GOOD NEWS: You are in control of your thoughts, you have the power to change your thoughts.
Multiple Sources of Evidence
You can find explanations for the link between thoughts or beliefs and feelings in cognitive and behavioral psychology research, neuroscience, folk wisdom, personal experiences, spiritual teachings, received wisdom, etc.
- Theodore Roosevelt is credited with observing, “If you think you can or if you think you can’t you’re right.”
- Remember The Little Engine That Could, Platt & Munk’s popular children’s book with the message that accomplishing a challenging task begins with “I think I can, I think I can.”
- Albert Bandura’s self-efficacy research demonstrates strong links between your beliefs and thoughts about your abilities and your successful execution of your goals.
Learning Makes Sense!
Think of developing new thoughts and/or beliefs as simply learning! Learning results when we create new neural networks, thus change the brain. Neuroplasticity facilitates not just neural connections for math, science, and literature, but also routines and habits of mind. Whatever authority source you rely on and trust, consult it and you will discover that your thoughts powerfully shape your reality.
Consider the Possibilities for YOU!
Change your thoughts, change your life!
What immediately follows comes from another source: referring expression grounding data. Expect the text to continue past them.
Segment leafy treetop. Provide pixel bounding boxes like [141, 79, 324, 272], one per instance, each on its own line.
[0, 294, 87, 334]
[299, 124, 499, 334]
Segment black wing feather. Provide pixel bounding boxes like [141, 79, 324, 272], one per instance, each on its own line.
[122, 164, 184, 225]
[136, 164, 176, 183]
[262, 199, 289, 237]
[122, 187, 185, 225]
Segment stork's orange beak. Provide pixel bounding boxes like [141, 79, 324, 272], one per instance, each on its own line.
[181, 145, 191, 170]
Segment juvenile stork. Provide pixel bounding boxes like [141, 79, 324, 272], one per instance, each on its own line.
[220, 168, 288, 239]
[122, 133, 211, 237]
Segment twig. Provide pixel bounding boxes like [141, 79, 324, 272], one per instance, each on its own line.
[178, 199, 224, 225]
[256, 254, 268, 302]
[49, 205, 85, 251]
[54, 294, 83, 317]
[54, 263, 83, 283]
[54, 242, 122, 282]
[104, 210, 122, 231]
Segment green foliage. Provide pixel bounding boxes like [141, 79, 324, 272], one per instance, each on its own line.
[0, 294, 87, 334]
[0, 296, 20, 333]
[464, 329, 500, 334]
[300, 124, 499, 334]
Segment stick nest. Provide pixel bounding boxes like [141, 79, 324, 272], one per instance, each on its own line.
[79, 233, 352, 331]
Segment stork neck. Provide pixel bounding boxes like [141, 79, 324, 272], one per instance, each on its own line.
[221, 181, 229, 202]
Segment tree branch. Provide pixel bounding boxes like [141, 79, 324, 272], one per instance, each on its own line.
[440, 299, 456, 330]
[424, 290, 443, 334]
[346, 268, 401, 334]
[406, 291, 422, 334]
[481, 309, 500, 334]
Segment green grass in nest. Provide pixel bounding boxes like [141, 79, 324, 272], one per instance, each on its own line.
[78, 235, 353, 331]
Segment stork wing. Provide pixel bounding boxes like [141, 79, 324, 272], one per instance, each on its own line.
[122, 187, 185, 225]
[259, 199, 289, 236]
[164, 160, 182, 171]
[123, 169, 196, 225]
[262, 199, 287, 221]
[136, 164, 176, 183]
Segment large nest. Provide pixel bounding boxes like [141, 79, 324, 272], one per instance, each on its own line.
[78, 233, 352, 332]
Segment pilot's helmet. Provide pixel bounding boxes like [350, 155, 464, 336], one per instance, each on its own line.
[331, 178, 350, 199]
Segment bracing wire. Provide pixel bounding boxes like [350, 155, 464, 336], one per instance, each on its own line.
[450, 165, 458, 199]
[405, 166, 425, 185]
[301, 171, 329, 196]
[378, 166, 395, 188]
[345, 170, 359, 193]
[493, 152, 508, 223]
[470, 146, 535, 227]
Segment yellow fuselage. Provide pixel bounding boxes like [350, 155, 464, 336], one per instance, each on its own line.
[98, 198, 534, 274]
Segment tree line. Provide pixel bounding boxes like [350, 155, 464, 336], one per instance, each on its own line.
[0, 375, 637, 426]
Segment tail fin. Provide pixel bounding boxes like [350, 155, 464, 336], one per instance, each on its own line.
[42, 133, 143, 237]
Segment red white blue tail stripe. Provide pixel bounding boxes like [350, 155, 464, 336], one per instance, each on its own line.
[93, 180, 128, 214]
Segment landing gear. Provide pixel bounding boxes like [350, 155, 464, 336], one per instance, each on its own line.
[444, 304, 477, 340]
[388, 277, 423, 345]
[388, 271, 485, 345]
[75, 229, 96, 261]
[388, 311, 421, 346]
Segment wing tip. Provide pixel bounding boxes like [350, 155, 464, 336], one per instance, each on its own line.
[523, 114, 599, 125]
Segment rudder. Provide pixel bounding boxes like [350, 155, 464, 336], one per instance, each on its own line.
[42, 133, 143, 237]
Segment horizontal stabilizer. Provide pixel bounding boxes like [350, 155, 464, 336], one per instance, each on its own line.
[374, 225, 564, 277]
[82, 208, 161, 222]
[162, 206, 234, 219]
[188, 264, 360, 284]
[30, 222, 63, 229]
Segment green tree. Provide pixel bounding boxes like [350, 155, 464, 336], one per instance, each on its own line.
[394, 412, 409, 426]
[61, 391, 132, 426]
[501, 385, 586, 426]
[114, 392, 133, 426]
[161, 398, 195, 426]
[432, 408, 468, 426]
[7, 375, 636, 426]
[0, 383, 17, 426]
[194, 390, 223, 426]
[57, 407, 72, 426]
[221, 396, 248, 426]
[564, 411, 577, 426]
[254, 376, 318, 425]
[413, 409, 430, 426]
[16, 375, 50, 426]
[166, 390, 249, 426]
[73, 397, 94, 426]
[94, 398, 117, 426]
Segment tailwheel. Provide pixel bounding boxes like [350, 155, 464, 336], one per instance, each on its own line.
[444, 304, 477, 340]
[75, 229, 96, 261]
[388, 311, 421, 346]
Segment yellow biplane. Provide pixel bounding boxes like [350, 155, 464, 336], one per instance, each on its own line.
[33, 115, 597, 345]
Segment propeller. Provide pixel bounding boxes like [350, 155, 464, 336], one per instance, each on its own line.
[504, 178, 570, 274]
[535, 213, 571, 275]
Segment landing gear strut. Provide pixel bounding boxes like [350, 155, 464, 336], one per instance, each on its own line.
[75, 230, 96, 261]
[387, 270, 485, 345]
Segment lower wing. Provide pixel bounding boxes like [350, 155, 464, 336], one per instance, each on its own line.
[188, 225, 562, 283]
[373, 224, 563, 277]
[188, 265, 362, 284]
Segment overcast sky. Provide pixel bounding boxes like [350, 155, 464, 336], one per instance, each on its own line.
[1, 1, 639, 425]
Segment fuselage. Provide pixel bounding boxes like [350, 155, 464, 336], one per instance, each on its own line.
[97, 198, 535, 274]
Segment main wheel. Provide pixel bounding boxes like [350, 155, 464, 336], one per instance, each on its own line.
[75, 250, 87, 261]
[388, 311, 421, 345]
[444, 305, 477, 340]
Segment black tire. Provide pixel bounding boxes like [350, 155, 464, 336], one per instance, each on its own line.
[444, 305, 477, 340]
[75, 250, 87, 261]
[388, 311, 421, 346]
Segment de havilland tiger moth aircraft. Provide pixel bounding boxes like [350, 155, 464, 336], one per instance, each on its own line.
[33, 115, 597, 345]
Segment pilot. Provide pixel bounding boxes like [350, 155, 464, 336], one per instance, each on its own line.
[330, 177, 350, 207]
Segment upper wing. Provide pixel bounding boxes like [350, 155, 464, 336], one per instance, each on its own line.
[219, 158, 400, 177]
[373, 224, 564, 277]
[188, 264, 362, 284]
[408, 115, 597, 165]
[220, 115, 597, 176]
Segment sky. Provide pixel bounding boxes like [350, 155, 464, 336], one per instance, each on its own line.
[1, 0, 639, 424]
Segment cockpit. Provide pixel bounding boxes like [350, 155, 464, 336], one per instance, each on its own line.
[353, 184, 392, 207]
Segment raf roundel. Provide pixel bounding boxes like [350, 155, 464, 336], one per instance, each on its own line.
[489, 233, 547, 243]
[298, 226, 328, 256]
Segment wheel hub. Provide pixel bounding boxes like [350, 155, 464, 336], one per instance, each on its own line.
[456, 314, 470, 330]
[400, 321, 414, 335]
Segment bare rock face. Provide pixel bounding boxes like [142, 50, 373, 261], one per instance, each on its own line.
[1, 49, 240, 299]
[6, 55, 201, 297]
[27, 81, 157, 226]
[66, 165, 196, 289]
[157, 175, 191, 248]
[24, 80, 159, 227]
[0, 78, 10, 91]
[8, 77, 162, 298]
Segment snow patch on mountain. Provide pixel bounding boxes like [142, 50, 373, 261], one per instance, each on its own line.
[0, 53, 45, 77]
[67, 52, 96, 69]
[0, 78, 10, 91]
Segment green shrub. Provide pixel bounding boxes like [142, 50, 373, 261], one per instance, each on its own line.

Simple but NOT easy. The work of gaining awareness of the power of your thoughts and working to change them takes time and effort. And, of course, many of your thoughts are subconscious and intertwined in your past experiences, worldview, deeply held beliefs etc. Yet the journey to living your purpose, making your meaningful contributions involves cultivating thoughts and beliefs that will generate emotions that will spur you to action. Thus, changing your behavior also begins with changing your thinking!